In recent decades, many of Gordon Parks’s photographs have been acknowledged as groundbreaking and pivotal representations of the civil rights movement. Among the best-known of these is a series of color images titled Segregation Storytaken for Life magazine in 1956, just as the movement was gaining momentum. The lasting impact of one particular image from the series, At Segregated Drinking Fountain, Mobile, Alabama, was made palpable more than a half century later, when one of its subjects—Ms. Cora Taylor—was identified and honored.
At Segregated Drinking Fountain was taken outside an ice cream parlor in Prichard, a small city in Mobile County. The photograph depicts a man, four children, and two elegantly dressed young women surrounding segregated drinking fountains, each appearing to wait their turn to use the water fountain marked “colored only.” In 2022 we learned that the woman in sunglasses at right is Ms. Cora Taylor, who was 18 years old at the time. While visiting the ice cream parlorwith her friend from Mississippi they encountered “a man with a camera and a New York license plate,” who asked to take their picture. Parks said almost nothing, but asked them to pose in front of the water fountains. Unknown to them at the time, the man at left was Samuel F. Yette, Parks’s local assistant and guide. It is a rare instance to be able to identify the many individuals Gordon Parks captured over the years. This discovery allows us to forever celebrate Ms. Taylor and Mr. Yette as emblematic figures in the fight for justice and civil rights.
In the summer of 1956, Life magazine sent Gordon Parks to Alabama to document the daily realities of Black Americans living under Jim Crow laws in the rural South. A selection of twenty-six images he took first appeared in the September 24, 1956, issue of Life magazine as part of a photo essay titled “The Restraints: Open and Hidden.” Although some of these were exhibited during his lifetime, the bulk of Parks’s assignment was thought to be lost until 2014. With its vivid color pictures, the series offers a fresh perspective on a most controversial period in American history, which looms large in the collective memory almost exclusively through black-and-white imagery. Parks’s empathetic approach eschewed the journalism that focused on the leaders and momentous events of the struggle for civil rights, and instead portrayed the common humanity of his fellow Americans going about daily life in unjust circumstances. Pursued at grave danger to the photographer himself, the project was an important chapter in Parks’s career.

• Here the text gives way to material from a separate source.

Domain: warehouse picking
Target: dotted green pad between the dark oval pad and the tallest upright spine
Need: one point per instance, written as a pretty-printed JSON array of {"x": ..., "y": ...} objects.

In May 2022, Ms. Taylor recalled the fateful summer day Segregated Drinking Fountains was shot:
“We got off the bus there to get some ice cream—that place had the best ice cream. Across the street from them, there was a Krispy Kreme. We would get ice cream and then go across the street and get Krispy Kreme. That’s what happened that day. Then this man came up and asked to take our picture. There was another man with these little girls, and he held them up to drink some water. Emmett Till had just been killed, and we didn’t know what to expect. But I was there for a reason, and I was at the right place at the right time. when I saw that man taking a picture, I didn’t know why he was taking it—he didn’t say anything to us, but I remembered he had a New York license plate. I wondered what was going on, because you didn’t know who to trust and who not to trust. I let my mother know about the photograph, in case anything went wrong. A few weeks later I saw the picture in Life magazine, and I just couldn’t believe it.”
Cora Lee Rucker Taylor was born in Vinegar Bend, Alabama, the eldest of six children. As evidenced in Parks’s photographs, Cora loved fashion and always dressed the part. Ms. Taylor loved to dance so much she “danced a hole in the carpet,” as her father used to proclaim. She graduated from the Josephine Allen Institute in Mobile, Alabama at the age of 19 and later married David Taylor. Together they had five children. After completing her education, Ms. Taylor worked a series of mostly domestic jobs, although taking care of her family and ensuring a better life for them was of upmost importance. She worked extra jobs to make ends meet, and at age 29 she and her family left Mobile and relocated to Los Angeles, California to in search of better opportunities. After years working as a restaurant server and sales clerk, Ms. Taylor was eventually appointed a program clerk for the federal government, a position she held for 15 years until her retirement in 2006 due to a battle with cancer. She currently lives cancer-free in Los Angeles, California, and her family has expanded to include 10 grandchildren and three great-grandchildren.
In early 2022, after seeing Segregated Drinking Fountains in an exhibition at the Mobile Museum of Art, Celia Sims-Sutton recognized her cousin in the photograph and reached out to The Gordon Parks Foundation. Ms. Taylor was then honored at the Gordon Parks Foundation’s May 2022 Awards Dinner.
As with other images in the series, Segregated Drinking Fountains is striking for its painterly palette and attention to ordinary details—the signage, the fashions, the humanity of his subjects—that stand in stark contrast to the unjustness and brutality of segregation. Ms. Taylor’s presence in that photograph and her story is no exception. Like many of Parks’s photographs, the photograph empowered and gave a voice to his subjects, reminding us the possibilities of using the camera as a weapon for social change.